Powell’s statement that there seemed to be no “hurry” to lower rates amid significant uncertainties surrounding White House policies caused the blue-chip Dow Jones Industrial Average DJIA to drop more than 2,000 points less than two weeks ago, joining other major stock indexes in correction territory.
The majority of Fed speakers, according to economists, have conveyed “hawkish” comments about the significance of maintaining stable inflation expectations. The Fed is unlikely to lower interest rates until the end of the year, according to several experts. Derivative market traders have factored in four quarter-point decreases by the end of the year because they are worried about a potential recession.
Given how tariffs may affect the public’s perception of inflation, Boston Fed President Susan Collins and Minneapolis Fed President Neel Kashkari have proposed a higher threshold for any rate decreases.
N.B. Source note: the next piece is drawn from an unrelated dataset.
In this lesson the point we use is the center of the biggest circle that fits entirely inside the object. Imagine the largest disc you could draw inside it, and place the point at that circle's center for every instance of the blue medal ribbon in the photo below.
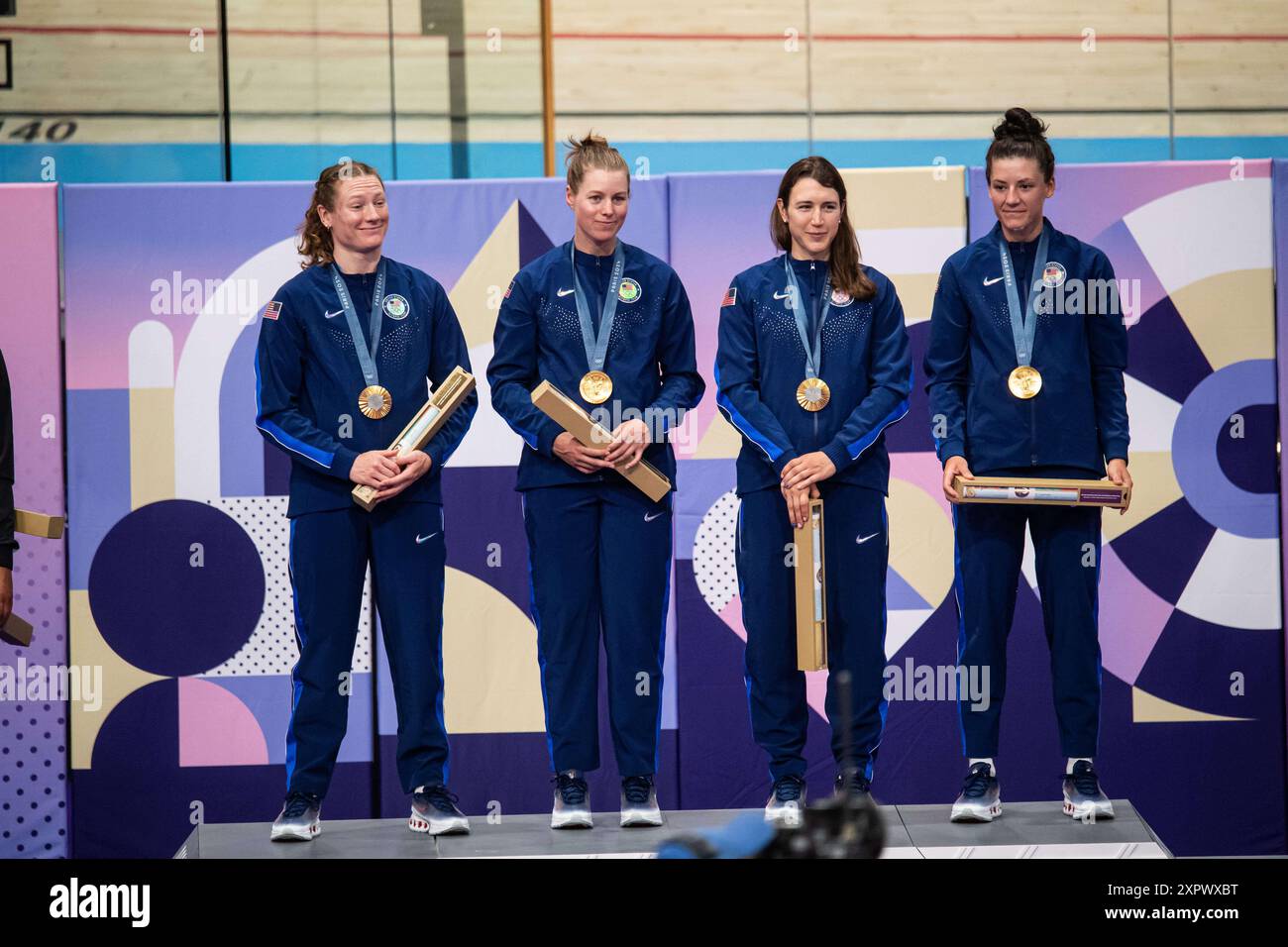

According to Amy Yang, a Deutsche Bank economist, Fed Governor Chris Waller was a dovish outlier, outlining the circumstances under which rate cuts might be justified.
Powell is attempting to communicate that he is going meeting by meeting and keeping his options open, according to former Dallas Fed President Robert Kaplan. Although a move in May is unlikely, Kaplan stated that they might reconsider later this summer if unemployment increases.
He stated in a CNBC interview that “they are going to have to see [a spike] first and analyze it before they act.”